Everyone can effortlessly achieve proficiency in their second language just as they did in their first. But to fully absorb that truth, teachers must finally begin to look at their work with their students through the lens of how people actually acquire languages. If we do that we will know that the only factor preventing all of our students from achieving is really nothing more than our own mindset and commitment to their success.
Practically all people can effortlessly communicate complex messages in their first language. Our students have already proven that they can acquire language. Only people who live with the most profound physical and mental challenges lack the ability to acquire language proficiency from the right kind of environment. Each and every student can successfully build a mental representation of the language in their minds, and from this representation they can, after a period of time, begin to form utterances to express meaning.
However, they cannot control the rate and pace of that acquisition any more than a two-year-old can control the rate and pace of their own L1 acquisition. Factors that do influence a two-year-old’s acquisition are (1) the richness of the language that they hear around them, (2) the amount of time their caregivers spend interacting with them, and (3) how they feel when they are being spoken to.
Therefore, like parents concerned with optimally developing their toddler’s L1 acquisition, we work to provide our students with an emotionally-supportive learning environment rich in texts and spoken language. From this environment, students can take what they need to build the language inside their minds, at the rate and pace that are natural for them. Each student will have a different timeline. Still, all can succeed. In fact, some of the “slow” students in level classes one often turn out to be the most solid acquirers by level three.
3 thoughts on “The Messages Your Gradebook Sends – 1”
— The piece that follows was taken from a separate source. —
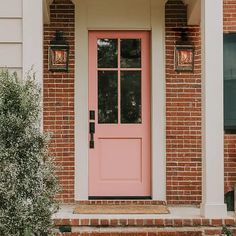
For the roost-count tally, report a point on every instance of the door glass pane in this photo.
(107, 97)
(131, 97)
(107, 53)
(130, 53)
I know I have said this to before to y’all but I want to reiterate that the IEP students do not want to be pulled out of my acquisition-oriented Spanish class. And I have seen even at the earliest levels in grades 1-4 the leveling of the playing field that you describe above.
Sometimes members of the special ed team come in to observe their IEP students l and almost without exception decide to leave the child in Spanish rather than pull him out to serve the IEP minutes because the kids fare so well with all of the concrete, repetitive, playful, low filter activity. So they take other academic minutes to service the kid.
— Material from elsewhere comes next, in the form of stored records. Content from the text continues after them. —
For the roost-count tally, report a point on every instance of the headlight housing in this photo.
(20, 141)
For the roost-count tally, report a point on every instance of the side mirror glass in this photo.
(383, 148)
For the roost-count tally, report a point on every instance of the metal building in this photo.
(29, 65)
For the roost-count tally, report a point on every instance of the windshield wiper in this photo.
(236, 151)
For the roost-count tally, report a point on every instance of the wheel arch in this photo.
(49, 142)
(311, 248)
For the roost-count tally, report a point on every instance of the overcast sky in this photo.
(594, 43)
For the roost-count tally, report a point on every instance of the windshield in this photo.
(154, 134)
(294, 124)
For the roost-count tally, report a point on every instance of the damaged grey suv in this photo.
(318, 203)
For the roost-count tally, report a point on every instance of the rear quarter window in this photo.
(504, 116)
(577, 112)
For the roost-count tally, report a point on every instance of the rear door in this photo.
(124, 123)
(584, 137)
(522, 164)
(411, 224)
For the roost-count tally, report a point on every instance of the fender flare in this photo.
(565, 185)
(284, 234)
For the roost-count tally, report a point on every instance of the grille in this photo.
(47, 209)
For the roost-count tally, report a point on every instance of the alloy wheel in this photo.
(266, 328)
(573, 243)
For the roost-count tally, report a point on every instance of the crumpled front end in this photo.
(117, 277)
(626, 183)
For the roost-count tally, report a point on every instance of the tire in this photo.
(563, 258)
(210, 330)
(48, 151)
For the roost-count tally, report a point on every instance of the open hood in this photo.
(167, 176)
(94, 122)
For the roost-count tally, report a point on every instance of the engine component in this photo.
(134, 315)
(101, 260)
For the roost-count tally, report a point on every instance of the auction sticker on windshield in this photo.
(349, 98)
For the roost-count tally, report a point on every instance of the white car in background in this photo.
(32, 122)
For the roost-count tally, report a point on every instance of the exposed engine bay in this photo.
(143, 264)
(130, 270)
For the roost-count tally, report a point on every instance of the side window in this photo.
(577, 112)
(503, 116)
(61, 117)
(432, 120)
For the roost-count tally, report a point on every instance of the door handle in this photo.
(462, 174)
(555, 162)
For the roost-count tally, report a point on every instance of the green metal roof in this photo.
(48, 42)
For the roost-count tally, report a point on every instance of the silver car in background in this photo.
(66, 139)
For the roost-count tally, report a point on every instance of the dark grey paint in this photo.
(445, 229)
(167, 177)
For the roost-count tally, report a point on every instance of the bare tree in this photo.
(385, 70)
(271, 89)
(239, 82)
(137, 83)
In my whole CI career (15 years) I only had one IEP kid get pulled. It is a matter of great pride to me, that even before I started with NT work, which in my opinion is far more friendly to IEP kids than TPRS, I was able to include those kids in the fun. It’s about compassion, not academics. It’s about success, not exclusion based on a child’s ability to think at the upper ends of the taxonomy. It’s just a language. They all get to succeed at it.